A perfect graph is a class of graphs with tight relations between chromatic number and clique number; they were introduced in the work of Claude Berge and connected to major results by László Lovász, Paul Erdős, Richard M. Karp, and Michael R. Garey. The concept influenced research threads involving Cornell University, University of Szeged, University of Waterloo, Bell Labs, and IBM Research and appears in landmark conferences such as the International Congress of Mathematicians and the ACM Symposium on Theory of Computing. The study of perfect graphs touches combinatorics, optimization, and theoretical computer science through links to the Erdős–Rényi model, Polish Academy of Sciences, Royal Society, and awards like the Fulkerson Prize.

Definition and basic properties

A finite simple graph G is perfect when for every induced subgraph H the chromatic number equals the size of a largest clique; this notion was central in papers by Claude Berge and formalized in research at Mathematical Reviews, Annals of Mathematics, and by authors affiliated with Princeton University and University of Cambridge. Fundamental properties were proved by László Lovász who used semidefinite programming techniques connected to work at Bell Labs and collaborations with researchers from Microsoft Research. Early structural observations relate perfect graphs to complement graphs, induced subgraphs, and dualities that appear in texts from Cambridge University Press, Springer, and proceedings of SIAM conferences.

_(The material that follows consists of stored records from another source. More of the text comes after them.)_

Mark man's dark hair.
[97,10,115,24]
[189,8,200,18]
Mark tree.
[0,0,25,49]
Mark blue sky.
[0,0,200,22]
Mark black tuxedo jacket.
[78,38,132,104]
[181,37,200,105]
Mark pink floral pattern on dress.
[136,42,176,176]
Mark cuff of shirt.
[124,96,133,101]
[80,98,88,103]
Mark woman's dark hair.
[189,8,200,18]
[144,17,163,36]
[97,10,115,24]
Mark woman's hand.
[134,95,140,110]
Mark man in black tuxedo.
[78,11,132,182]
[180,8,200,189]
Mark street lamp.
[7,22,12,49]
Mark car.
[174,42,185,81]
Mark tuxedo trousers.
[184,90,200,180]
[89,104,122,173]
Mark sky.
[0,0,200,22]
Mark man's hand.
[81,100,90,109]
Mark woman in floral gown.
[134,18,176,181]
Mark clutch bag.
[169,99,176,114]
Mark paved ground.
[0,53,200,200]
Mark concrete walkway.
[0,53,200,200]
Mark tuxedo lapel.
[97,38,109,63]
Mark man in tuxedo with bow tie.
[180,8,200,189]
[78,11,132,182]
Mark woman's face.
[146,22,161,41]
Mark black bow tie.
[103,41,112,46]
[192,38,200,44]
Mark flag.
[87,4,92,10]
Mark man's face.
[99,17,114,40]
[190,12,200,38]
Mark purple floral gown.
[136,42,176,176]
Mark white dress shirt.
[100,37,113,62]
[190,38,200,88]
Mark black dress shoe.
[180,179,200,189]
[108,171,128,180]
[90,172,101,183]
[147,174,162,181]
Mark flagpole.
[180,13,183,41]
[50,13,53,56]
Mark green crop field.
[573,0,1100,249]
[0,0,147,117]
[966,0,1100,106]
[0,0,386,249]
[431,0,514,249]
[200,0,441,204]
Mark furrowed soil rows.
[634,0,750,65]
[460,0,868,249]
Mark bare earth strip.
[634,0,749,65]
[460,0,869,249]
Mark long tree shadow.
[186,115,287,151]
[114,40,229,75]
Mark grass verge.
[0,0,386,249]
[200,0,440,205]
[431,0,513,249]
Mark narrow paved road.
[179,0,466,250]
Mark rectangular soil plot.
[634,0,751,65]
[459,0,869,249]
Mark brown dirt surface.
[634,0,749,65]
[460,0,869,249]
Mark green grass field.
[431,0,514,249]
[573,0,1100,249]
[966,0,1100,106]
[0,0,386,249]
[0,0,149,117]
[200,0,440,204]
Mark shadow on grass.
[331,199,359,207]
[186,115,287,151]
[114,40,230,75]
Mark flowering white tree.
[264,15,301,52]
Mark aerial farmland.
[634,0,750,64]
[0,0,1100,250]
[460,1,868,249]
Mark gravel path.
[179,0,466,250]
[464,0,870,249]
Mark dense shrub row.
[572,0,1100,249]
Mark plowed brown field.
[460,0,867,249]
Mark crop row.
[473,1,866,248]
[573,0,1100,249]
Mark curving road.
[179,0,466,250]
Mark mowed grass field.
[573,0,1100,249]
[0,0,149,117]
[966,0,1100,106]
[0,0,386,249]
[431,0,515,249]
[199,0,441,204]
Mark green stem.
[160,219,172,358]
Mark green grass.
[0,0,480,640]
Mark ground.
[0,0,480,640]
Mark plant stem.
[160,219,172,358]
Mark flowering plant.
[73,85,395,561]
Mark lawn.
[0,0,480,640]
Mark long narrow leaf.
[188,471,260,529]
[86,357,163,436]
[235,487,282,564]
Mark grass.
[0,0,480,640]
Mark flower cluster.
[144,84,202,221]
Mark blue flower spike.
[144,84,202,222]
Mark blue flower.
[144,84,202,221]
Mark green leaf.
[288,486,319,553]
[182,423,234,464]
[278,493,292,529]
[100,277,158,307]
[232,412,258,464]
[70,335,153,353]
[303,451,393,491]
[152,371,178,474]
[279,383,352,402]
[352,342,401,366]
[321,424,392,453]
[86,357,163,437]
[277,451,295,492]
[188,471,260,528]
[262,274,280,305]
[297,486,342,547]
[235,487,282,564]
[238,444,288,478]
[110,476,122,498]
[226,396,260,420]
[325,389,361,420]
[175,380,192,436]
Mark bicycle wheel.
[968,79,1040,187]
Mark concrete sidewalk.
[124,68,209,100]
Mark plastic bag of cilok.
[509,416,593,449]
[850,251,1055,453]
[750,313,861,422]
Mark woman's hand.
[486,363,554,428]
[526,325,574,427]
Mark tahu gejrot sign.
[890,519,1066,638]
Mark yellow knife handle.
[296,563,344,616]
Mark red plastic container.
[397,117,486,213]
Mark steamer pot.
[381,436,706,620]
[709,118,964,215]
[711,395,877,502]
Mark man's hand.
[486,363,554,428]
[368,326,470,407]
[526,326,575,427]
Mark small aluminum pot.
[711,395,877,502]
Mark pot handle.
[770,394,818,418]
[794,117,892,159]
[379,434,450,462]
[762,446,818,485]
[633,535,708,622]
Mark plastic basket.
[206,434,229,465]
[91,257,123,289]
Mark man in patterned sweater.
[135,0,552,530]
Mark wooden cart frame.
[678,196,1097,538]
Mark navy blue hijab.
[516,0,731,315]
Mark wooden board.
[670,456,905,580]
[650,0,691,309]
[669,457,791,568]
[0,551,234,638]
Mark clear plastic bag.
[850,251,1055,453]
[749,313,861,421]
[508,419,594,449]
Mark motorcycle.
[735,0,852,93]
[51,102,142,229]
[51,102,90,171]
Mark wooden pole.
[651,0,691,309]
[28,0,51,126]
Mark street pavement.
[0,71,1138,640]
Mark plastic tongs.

Key lemmas use results from Paul Erdős and build on methods developed at Institute for Advanced Study and Clay Mathematics Institute seminars.

Examples and non-examples

Classic examples include bipartite graphs studied by researchers at University of Washington and Stanford University, chordal graphs analyzed at Tel Aviv University and Hebrew University of Jerusalem, and comparability graphs linked to work at Massachusetts Institute of Technology. Non-examples historically motivated conjectures: odd cycles of length at least five and their complements appear in constructions used by Paul Erdős and Jaroslav Nešetřil; such graphs were pivotal in counterexamples discussed at European Congress of Mathematics meetings. Specific graph families investigated in texts from Oxford University Press include split graphs, interval graphs, and circular-arc graphs; researchers from Yale University and Columbia University contributed classification results distinguishing these classes from perfect graphs.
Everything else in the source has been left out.